VoterFrog
@VoterFrog@lemmy.world
- Comment on God is a dick. 1 day ago:
The observable universe is constantly expanding as the passage of time allows light to reach us from more and more distant parts of the universe. So it’s less “we don’t know what’s outside” and more like (to a certain extent) “we have to wait and see.” And there’s nothing we’ve seen to indicate that these external regions that are being revealed are anything but more of the same kinds of things in our inner region of the observable universe.
- Comment on God is a dick. 1 day ago:
The important thing in the balloon analogy isn’t what the balloon is expanding into, it’s just that every point on the balloon is drifting away from every other point.
One thing to consider, though, is that space may not even be a real physical thing. Maybe location is just a property of things, like mass or electrical charge. It could just be an inherent value that adjusts and influences other things according to the laws of physics. Maybe it’s less that “space is expanding” and just that “the location property of everything is constantly diverging.” There’s no need to worry about what anything is expanding into because our conception of space may just be a mental construct.
- Comment on God is a dick. 1 day ago:
I would think you’d have to instantaneously accelerate because incremental acceleration doesn’t work the way we typically think it does at high speeds.
If you’re moving at 99.999% the speed of light relative to Earth, anything close to your speed is going to be moving quite slowly relative to you. When you accelerate some more, the change in speed relative to those close things is much larger than the change in speed you experience relative to Earth (it gets smaller and smaller as you approach light speed). But as far as I understand, there’s no such thing as moving at light speed relative to Earth but not relative to other sub-light speed things. You’d have to instantaneously move at light speed relative to everything (every sub-light speed thing).
- Comment on Observer 1 month ago:
Well, famously, they’re waves and particles. The double slit which way experiment will only set off the detector in one slit, as if it was a particle. Yet, without a detector it will interfere with itself as if it were a wave that passed through both slits.
- Comment on Observer 1 month ago:
You’re right. But the thing that’s interesting about the double slit experiment though is that it works on only a single photon. It’s as if all the traffic was created by a single car. So classically you might not think that the single car should care if the freight truck is heading down a different lane than the car but I’m QM it does, because the car is in a superposition of occupying several lanes.
I’m probably driving the analogy straight into the ground of course
- Comment on Observer 1 month ago:
What are you trying to see exactly? There’s this video done with polarizers: youtu.be/unCXuRXpEhs Of course, it’s not an instant on/off but having an instant on/off doesn’t really change anything.
- Comment on It's just a Planck bro 2 months ago:
Because the uncertainty in the measurement is related to the wavelength of a photon used to make the measurement and smaller wavelengths (higher frequencies) are more energetic.
PBS Spacetime has an excellent video on this very subject.
- Comment on It's just a Planck bro 2 months ago:
In order to accurately measure the location of something requires energy. The more precise the measurement, the more energy is required. The amount of energy required get the precision below the Planck length would literally create a black hole.
- Comment on It's just a Planck bro 2 months ago:
Not American enough. I need it in football fields.
- Comment on Multiverse 2 months ago:
Nah but here’s the real staggering part. It should be far easier for universes to form locally conscious beings than it is to form all the pieces necessary to naturally evolve conscious beings.

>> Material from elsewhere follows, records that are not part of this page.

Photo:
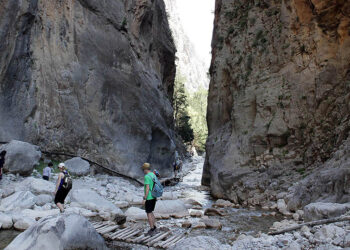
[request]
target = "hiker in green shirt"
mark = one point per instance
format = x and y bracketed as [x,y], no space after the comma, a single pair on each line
[148,200]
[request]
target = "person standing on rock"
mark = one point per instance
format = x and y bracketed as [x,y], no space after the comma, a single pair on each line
[63,186]
[2,162]
[47,171]
[148,200]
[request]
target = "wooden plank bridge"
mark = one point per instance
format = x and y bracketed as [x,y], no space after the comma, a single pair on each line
[136,235]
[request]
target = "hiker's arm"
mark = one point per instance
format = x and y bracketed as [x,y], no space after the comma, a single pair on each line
[58,182]
[146,193]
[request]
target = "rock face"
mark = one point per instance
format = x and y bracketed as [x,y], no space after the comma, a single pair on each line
[91,78]
[278,101]
[59,232]
[77,166]
[21,157]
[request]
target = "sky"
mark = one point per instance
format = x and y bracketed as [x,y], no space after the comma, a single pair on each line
[198,18]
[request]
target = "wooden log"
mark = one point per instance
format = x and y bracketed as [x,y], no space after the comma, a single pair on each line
[174,240]
[152,238]
[166,241]
[112,228]
[311,223]
[162,236]
[120,231]
[118,236]
[131,234]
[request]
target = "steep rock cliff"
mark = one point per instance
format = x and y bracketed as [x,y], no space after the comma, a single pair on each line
[90,77]
[189,64]
[279,94]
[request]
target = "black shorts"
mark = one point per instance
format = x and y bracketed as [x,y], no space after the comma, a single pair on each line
[61,195]
[149,205]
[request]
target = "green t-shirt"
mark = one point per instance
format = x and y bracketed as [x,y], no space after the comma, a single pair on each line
[149,181]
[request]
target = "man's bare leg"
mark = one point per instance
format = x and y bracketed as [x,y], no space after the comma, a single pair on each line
[150,217]
[60,206]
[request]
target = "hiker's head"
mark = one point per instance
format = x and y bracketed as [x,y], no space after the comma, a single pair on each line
[61,166]
[146,167]
[3,153]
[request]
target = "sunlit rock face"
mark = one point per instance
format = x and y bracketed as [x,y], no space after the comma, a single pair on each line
[279,94]
[90,77]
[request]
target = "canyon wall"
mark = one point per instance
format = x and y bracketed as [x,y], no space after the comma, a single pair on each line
[90,77]
[278,99]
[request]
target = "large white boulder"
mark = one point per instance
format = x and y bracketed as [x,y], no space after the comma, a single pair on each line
[41,186]
[59,232]
[321,210]
[77,166]
[43,199]
[174,208]
[89,199]
[21,157]
[199,242]
[23,223]
[5,221]
[17,201]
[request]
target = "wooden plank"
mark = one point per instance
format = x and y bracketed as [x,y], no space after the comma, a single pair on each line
[162,236]
[122,234]
[176,241]
[160,244]
[152,237]
[120,231]
[112,228]
[131,234]
[173,240]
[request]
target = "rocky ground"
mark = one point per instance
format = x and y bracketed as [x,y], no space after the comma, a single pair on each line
[187,206]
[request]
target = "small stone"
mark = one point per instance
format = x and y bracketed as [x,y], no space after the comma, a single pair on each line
[186,224]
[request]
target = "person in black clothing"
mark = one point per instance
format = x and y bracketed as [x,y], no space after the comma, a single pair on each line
[2,162]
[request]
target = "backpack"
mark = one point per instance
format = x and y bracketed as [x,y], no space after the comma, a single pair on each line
[67,182]
[157,190]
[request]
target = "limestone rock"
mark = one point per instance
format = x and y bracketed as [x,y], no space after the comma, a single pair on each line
[21,157]
[109,97]
[212,223]
[42,199]
[321,210]
[17,201]
[59,232]
[5,221]
[77,166]
[90,200]
[199,242]
[277,104]
[23,223]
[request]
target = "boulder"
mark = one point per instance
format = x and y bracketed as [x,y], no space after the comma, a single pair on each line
[199,242]
[40,186]
[321,210]
[5,221]
[212,223]
[23,223]
[135,213]
[90,200]
[175,208]
[17,201]
[43,199]
[213,212]
[77,166]
[59,232]
[21,157]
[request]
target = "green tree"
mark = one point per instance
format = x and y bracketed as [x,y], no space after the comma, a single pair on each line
[181,116]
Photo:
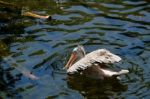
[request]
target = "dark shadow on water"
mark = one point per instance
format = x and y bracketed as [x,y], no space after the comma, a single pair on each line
[96,88]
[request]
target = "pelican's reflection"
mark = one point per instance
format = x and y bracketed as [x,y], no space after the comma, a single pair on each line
[95,88]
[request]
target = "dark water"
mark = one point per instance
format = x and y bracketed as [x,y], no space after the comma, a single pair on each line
[43,47]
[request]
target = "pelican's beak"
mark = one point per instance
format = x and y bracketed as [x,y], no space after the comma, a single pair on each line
[72,59]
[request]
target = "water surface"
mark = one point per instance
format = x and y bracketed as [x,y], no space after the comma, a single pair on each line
[42,47]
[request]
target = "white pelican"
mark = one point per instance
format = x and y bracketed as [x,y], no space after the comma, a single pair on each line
[93,64]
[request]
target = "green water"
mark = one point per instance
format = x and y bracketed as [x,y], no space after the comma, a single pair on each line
[42,47]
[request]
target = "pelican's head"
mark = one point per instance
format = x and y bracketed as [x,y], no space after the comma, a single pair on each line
[77,53]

These would mostly be very short-lived arrangements of energy with no hope of surviving but certain arrangements would even have false memories, making them believe that they have existed far longer than they actually have.
They may even have false memories of living on earth.

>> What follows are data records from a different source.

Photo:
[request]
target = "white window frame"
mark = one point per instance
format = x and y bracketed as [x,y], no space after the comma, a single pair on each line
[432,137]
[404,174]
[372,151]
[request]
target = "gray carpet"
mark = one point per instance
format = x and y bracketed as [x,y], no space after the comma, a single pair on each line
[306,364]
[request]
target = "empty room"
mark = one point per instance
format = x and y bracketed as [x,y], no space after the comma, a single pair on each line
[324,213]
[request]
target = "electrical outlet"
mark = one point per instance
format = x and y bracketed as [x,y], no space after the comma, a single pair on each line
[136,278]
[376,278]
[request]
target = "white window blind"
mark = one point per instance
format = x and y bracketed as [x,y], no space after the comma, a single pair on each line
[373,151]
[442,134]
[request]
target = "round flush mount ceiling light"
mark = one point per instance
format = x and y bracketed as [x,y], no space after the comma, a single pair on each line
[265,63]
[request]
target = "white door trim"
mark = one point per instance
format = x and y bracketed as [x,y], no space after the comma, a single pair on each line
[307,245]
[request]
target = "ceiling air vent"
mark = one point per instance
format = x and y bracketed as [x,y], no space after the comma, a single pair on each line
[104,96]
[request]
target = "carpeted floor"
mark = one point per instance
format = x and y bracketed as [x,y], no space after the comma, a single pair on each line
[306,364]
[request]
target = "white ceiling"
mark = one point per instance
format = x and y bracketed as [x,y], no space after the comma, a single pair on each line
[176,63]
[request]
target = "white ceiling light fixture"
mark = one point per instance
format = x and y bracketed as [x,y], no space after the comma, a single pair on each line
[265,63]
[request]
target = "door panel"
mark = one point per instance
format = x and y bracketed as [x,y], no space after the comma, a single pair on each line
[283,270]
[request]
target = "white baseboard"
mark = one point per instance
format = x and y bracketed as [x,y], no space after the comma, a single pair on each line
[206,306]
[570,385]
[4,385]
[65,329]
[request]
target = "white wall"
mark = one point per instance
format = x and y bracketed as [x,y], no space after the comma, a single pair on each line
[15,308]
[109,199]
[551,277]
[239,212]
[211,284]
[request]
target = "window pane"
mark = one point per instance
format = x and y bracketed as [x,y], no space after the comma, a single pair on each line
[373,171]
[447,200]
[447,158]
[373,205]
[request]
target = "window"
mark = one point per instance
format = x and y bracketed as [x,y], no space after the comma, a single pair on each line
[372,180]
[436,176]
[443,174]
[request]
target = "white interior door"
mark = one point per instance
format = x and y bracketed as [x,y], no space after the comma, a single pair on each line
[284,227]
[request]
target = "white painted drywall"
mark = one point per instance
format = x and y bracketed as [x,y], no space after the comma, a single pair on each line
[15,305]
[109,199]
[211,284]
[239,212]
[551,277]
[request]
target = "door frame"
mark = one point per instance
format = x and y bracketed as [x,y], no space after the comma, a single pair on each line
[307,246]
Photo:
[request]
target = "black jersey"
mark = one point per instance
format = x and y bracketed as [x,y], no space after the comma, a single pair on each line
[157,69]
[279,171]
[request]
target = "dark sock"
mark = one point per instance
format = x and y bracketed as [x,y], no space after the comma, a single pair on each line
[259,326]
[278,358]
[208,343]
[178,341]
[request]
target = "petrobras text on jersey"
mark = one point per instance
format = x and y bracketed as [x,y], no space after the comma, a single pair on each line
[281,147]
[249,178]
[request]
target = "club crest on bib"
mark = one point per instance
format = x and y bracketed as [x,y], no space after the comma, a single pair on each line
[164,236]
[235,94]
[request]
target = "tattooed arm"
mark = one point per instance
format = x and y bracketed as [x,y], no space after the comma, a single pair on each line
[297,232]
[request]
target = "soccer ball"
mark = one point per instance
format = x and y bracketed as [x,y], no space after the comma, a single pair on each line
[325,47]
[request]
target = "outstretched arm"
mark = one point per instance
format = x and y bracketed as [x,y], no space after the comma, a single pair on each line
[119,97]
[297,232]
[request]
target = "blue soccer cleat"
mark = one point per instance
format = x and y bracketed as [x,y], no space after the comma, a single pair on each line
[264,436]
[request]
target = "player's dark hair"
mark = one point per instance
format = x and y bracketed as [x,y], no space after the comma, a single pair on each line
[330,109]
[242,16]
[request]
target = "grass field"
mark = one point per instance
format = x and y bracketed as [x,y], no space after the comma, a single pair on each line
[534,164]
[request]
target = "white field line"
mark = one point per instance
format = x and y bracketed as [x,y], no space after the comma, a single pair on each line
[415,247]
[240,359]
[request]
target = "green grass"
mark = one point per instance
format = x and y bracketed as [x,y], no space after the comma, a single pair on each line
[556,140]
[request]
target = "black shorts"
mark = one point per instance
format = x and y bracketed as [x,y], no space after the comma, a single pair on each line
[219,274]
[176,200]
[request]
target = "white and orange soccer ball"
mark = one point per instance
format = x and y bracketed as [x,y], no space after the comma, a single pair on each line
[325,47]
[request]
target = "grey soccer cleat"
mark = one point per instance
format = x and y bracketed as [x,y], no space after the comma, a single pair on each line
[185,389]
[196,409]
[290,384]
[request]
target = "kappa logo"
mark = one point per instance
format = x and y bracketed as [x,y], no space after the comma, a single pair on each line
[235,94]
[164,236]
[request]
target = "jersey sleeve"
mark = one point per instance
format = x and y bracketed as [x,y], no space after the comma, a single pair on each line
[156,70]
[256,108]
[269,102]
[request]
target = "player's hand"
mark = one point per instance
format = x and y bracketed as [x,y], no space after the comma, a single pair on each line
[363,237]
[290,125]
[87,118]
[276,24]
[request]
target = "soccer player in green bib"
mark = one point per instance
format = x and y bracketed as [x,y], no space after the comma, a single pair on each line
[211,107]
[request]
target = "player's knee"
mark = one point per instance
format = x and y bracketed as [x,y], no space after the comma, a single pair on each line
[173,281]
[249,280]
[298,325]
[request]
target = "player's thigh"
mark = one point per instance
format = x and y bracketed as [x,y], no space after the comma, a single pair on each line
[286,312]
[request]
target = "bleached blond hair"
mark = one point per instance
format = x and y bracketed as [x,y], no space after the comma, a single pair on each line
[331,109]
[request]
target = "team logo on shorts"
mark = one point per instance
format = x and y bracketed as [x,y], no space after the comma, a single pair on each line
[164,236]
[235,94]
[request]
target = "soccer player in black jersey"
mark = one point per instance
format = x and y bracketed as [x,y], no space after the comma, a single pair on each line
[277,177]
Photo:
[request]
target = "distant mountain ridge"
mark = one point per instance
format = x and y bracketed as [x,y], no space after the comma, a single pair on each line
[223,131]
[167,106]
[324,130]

They may even have false memories of your exact life.
And they would be, by far, more common than any form of actual sustainable life. It is vastly more likely that you have experienced this post as a false memory created inside one of these short-lived consciousnesses than for any of this to be real.
- Comment on If we're living in a simulation, why would the simulation creators allow the sims to ponder and speculate whether or not they live in a simulation? 4 months ago:
If we’re in a simulation, it’s probably a massive universe-spanning one. We’re just a blip, both within the scale of the space of the universe and within the history of time of the universe. In that case, we’re not important enough for a simulation creator to even care to adjust our capabilities at all. They’re not watching us. We’re not the point of the simulation.

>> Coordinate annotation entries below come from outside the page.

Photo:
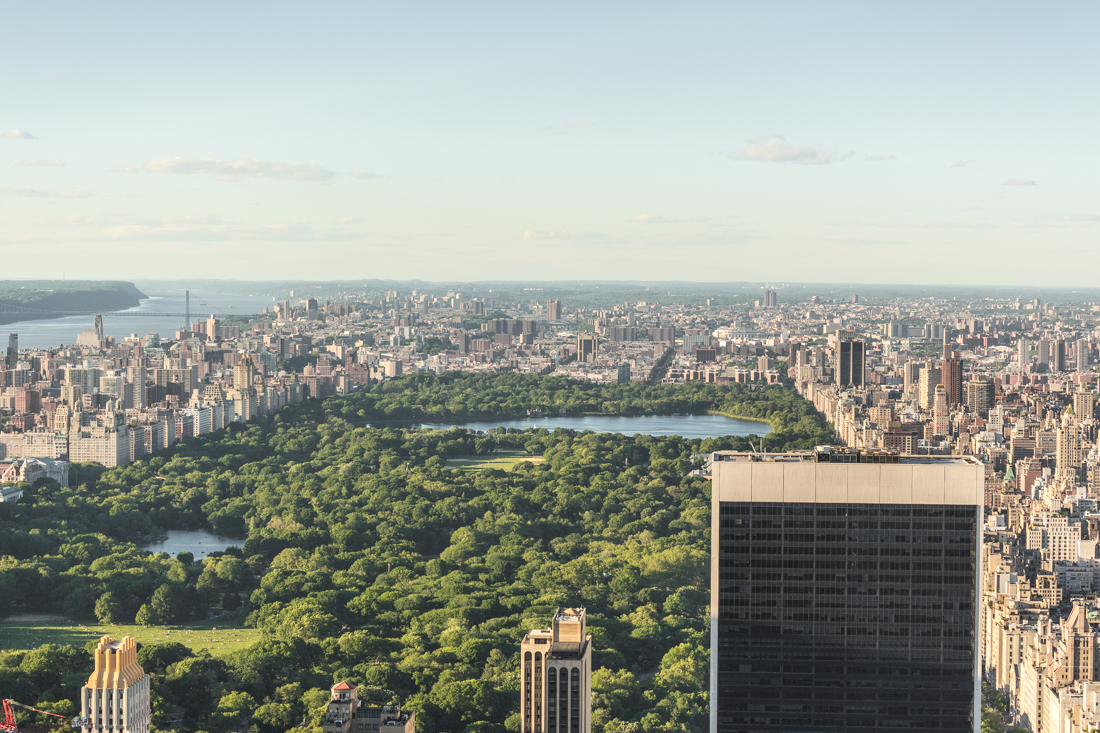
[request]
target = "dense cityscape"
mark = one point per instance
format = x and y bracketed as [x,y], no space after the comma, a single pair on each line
[999,386]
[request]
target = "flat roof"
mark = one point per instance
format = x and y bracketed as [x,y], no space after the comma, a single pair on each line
[844,456]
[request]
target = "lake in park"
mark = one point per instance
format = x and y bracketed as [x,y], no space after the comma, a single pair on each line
[685,426]
[197,542]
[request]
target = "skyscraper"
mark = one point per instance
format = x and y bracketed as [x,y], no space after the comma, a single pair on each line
[952,378]
[939,412]
[556,676]
[116,698]
[587,347]
[1058,356]
[930,378]
[844,592]
[849,362]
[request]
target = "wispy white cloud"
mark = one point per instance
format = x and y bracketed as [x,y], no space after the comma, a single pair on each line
[1071,217]
[208,228]
[773,149]
[36,193]
[234,170]
[573,236]
[939,223]
[42,164]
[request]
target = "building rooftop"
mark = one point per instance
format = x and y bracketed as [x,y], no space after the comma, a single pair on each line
[838,455]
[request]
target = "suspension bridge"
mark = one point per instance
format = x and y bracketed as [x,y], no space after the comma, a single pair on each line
[12,309]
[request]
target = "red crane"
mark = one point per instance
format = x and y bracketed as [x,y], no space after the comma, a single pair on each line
[9,715]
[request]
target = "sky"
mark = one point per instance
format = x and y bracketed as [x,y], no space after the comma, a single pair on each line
[922,142]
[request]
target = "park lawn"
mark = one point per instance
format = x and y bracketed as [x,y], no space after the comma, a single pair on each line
[30,634]
[499,459]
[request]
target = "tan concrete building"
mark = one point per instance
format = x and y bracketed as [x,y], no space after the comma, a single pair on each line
[556,676]
[116,698]
[345,713]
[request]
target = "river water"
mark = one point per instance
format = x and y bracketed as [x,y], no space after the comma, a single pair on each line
[685,426]
[119,324]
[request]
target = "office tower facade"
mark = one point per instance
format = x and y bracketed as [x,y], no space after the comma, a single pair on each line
[939,411]
[849,363]
[116,698]
[930,378]
[556,676]
[1058,356]
[845,592]
[587,348]
[12,356]
[980,395]
[1044,351]
[1084,404]
[1068,446]
[950,373]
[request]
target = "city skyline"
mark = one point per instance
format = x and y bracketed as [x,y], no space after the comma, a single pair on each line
[858,143]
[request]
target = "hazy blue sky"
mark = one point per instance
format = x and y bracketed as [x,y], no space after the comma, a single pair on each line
[879,141]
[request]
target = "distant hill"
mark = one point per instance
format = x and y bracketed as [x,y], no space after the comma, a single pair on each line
[59,295]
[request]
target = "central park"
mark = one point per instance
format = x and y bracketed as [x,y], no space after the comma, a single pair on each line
[407,561]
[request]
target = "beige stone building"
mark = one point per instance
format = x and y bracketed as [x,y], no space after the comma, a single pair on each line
[116,698]
[556,676]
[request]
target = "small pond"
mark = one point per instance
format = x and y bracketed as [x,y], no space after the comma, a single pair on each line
[685,426]
[197,542]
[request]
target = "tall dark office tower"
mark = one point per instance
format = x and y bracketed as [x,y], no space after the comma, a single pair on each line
[1058,356]
[844,592]
[952,375]
[849,368]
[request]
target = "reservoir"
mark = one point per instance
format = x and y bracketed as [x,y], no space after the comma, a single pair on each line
[197,542]
[685,426]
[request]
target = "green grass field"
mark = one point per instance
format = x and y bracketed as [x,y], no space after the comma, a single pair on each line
[29,634]
[501,459]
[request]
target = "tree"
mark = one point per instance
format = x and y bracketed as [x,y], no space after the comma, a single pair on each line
[146,616]
[108,609]
[235,709]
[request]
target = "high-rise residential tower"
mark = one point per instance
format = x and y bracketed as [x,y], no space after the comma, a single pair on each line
[845,592]
[950,372]
[116,698]
[849,362]
[556,676]
[939,412]
[12,354]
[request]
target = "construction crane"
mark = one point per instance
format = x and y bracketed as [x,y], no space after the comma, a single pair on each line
[8,725]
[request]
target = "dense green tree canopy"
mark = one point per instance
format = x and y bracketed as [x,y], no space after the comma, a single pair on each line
[366,558]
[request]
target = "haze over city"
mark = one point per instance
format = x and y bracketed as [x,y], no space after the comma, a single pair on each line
[807,142]
[572,368]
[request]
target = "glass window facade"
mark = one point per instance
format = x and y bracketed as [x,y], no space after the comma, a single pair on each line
[845,617]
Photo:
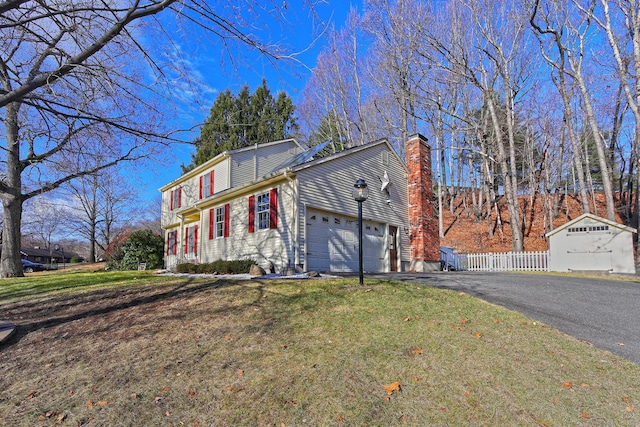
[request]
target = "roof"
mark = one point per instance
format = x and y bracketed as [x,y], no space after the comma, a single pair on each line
[219,158]
[313,162]
[594,218]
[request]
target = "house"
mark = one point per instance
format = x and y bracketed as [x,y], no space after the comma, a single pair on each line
[46,256]
[590,242]
[282,206]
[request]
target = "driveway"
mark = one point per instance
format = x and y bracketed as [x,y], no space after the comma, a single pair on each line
[602,311]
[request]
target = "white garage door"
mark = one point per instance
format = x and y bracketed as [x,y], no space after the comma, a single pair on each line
[332,243]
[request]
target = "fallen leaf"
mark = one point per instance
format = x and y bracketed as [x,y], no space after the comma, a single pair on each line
[394,386]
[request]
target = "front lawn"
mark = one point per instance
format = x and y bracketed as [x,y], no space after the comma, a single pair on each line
[164,351]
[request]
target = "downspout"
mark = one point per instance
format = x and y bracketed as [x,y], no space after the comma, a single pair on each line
[180,256]
[294,229]
[255,162]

- Comment on What are some great games that require you to bust out a notebook and pen? 4 months ago:
Seconded, though I would advise getting the DLC after completing the main game.
- Comment on It genuinely upsets me that Valve spent their time and resources on another Dota variation 7 months ago:
The thing is I don’t think it has anything to offer to bring in people from outside the genre. Some people really enjoy it but you kinda have to already be into that kind of thing (DOTA).
- Comment on Ah, the classics. 8 months ago:
The time since the release of that song is longer than 1985 was to it (2004).